Microsoft AI for Earth and SpaceNet Training Data Now Available on Radiant Earth Foundation’s Open Repository for Geospatial Training Data
Radiant MLHub Is the World’s First Cloud-Based Open Library Dedicated to Earth Observation Training Data for Use with Machine Learning Algorithms
Radiant Earth Foundation announced the availability of Microsoft AI for Earth’s Chesapeake Bay Land Cover and SpaceNet’s Roads and Buildings training datasets through Radiant MLHub, an open digital training data repository that debuted earlier this week with “crop type” labels for major crops in Kenya, Tanzania and Uganda.
Designed to encourage widespread data collaboration, Radiant MLHub allows anyone to access, store, register and/or share open training datasets for high-quality Earth observations. Shared data and models are accessible via a standardized API, and can therefore move across organizations, governments and sectors in order to unlock new opportunities for data-based insights. Moreover, Radiant MLHub features a global map of geospatial training data location that can be used to identify under-represented geographical areas from which more training data are needed.
The addition to Radiant MLHub of the “Chesapeake Bay Land Cover” and “SpaceNet Roads and Buildings” training datasets will make it easier for individuals and organizations working on conservation, land cover and land use change, urban planning, rural development and related issues to discover and access data for use in training their machine learning algorithms and validating their models for accuracy.
Radiant MLHub is an interoperable solution for sharing training data and is compatible with all commercial and private cloud repositories. The new “Chesapeake Bay Land Cover” and “SpaceNet Roads and Buildings” training datasets are stored and managed by Microsoft AI for Earth and SpaceNet, respectively.
The “Chesapeake Bay Land Cover” dataset — which can be used to assess generalization of land cover classification methods (i.e., whether a model trained on data from one U.S. state, like Maryland, can be used to generalize land cover classification over the rest of the Chesapeake Bay region) — includes land cover classifications based on six classes, high-resolution USDA NAIP imagery, USGS Landsat 8 medium-resolution imagery and associated land cover classification, as well as Bing building masks. This dataset helps improve generalization efforts and potentially can serve as a basis for similar watershed datasets.
The “SpaceNet Roads and Building” dataset, on the other hand, focuses on the problem of object detection and classification in high-resolution imagery. SpaceNet LLC is a nonprofit organization run in collaboration by IQT CosmiQ Works, Maxar Technologies, Amazon Web Services, Intel AI, Capella Space, Topcoder, and IEEE GRSS. SpaceNet develops and open sources datasets of labeled, high-resolution satellite imagery over 10 urban areas including Shanghai, Khartoum, Mumbai, and Dar es Salaam. They use those datasets in public data science challenges focused on automated building footprint identification and road network extraction for routing. To date, they have hosted five challenges, open sourced 23 winning algorithms, and distributed $250,000 in prizes. The datasets and open source computer vision models will help disaster response workers and other researchers identify buildings quickly using automated techniques.

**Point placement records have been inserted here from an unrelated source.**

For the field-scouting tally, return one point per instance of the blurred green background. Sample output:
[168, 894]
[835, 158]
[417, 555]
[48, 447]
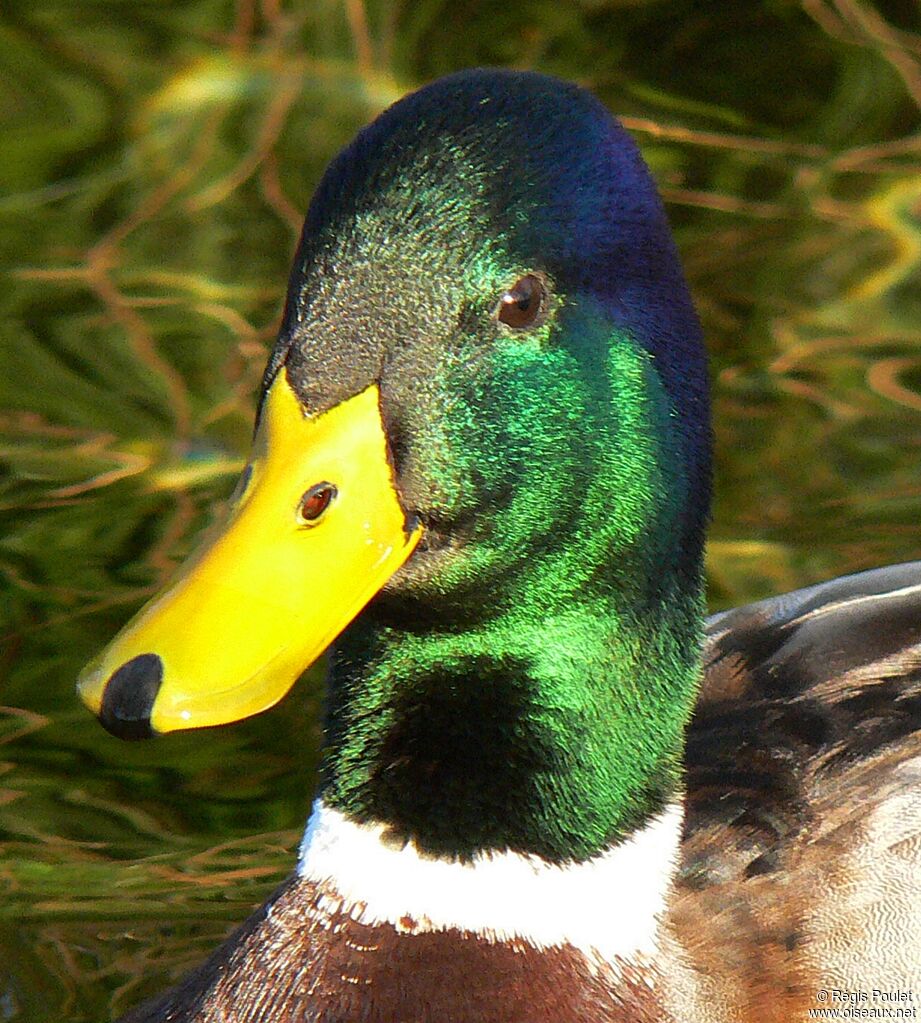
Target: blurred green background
[157, 159]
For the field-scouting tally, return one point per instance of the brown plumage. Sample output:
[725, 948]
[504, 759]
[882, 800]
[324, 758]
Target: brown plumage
[801, 858]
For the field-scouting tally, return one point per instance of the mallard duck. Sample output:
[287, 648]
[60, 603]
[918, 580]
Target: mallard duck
[482, 472]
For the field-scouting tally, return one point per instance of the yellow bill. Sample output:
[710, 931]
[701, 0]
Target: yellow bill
[313, 533]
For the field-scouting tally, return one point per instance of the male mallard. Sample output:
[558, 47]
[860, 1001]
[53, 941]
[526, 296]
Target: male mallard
[483, 451]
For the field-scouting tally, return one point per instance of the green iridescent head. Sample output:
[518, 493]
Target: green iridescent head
[492, 253]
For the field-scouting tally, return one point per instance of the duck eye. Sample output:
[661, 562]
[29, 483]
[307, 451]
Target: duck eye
[523, 304]
[314, 502]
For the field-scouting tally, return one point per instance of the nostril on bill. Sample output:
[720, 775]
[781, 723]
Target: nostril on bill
[129, 695]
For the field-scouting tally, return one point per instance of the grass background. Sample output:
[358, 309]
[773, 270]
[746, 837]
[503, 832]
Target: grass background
[157, 159]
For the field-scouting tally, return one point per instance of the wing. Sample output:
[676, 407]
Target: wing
[801, 863]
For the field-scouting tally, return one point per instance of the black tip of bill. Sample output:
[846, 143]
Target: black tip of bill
[129, 695]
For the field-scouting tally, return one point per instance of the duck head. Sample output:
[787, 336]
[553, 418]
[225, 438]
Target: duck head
[482, 451]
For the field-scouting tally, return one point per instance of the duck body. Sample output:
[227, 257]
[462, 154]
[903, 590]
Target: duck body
[483, 457]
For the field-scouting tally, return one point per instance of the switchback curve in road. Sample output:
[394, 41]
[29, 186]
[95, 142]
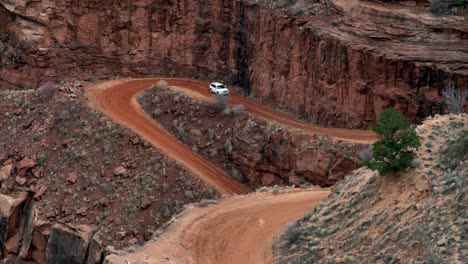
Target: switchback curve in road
[118, 100]
[239, 230]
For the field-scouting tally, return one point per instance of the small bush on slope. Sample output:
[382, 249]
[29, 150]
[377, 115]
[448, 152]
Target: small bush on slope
[397, 143]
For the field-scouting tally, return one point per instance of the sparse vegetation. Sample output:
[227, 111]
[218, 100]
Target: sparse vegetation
[220, 101]
[47, 91]
[162, 84]
[397, 143]
[459, 148]
[366, 153]
[417, 218]
[455, 98]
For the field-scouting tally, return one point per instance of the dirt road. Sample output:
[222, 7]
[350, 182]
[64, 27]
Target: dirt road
[118, 100]
[240, 229]
[236, 231]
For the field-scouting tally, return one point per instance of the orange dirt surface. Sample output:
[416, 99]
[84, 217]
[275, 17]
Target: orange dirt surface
[241, 229]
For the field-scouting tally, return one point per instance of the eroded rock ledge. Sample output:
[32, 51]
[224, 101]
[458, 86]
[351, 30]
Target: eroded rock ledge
[336, 64]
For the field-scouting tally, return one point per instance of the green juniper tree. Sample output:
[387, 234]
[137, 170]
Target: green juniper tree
[397, 143]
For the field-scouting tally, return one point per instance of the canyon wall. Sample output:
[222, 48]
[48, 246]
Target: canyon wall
[336, 65]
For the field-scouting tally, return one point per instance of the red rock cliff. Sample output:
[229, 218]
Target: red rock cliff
[338, 64]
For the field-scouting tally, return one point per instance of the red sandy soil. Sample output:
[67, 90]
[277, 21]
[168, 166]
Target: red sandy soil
[237, 230]
[118, 100]
[224, 233]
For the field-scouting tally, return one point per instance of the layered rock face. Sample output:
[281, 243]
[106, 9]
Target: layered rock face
[335, 64]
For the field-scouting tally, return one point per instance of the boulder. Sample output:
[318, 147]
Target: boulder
[5, 172]
[26, 163]
[41, 235]
[11, 211]
[145, 203]
[68, 244]
[120, 171]
[119, 236]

“Radiant MLHub is an asset for data scientists and geospatial professionals globally,” says Radiant Earth Foundation Chief Data Scientist Dr. Hamed Alemohammad. “Considering the growing volume of multifaceted Earth observations that is available for research and applications, developing innovative, open and collaborative tools for geospatial analysis is a must. Radiant MLHub is built on this principle, and we are excited to partner with leading organizations that also invest in high-quality training data generation, such as Microsoft AI for Earth and SpaceNet.”
Microsoft AI for Earth Program Director Dr. Dan Morris says, “deep learning is poised to accelerate geospatial analysis workflows, but we’re not there yet. The most important way to ‘move the needle’ is to make curated, labeled training data available to get the machine learning community working on these problems, and to allow for standardized evaluation of algorithms. Radiant MLHub is a huge step in this direction, and we’re fortunate that the Chesapeake Conservancy has been willing to contribute their invaluable data to this effort through their work with AI for Earth.”
“We’ve seen through the years how building a robust ecosystem of developers, data scientists, and researchers across academia and industry accelerates creation of AI-enabled geospatial product,” says IQT CosmiQ Works Senior Data Scientist and SpaceNet LLC Challenge Manager Dr. Nick Weir. “Incorporating the SpaceNet datasets of open source labeled very high-resolution satellite imagery into Radiant MLHub will help achieve this goal. In the coming months we will be extending our datasets with new modalities (including synthetic aperture radar), and we plan to continue to work with Radiant Earth to ensure those data are made available through Radiant MLHub.”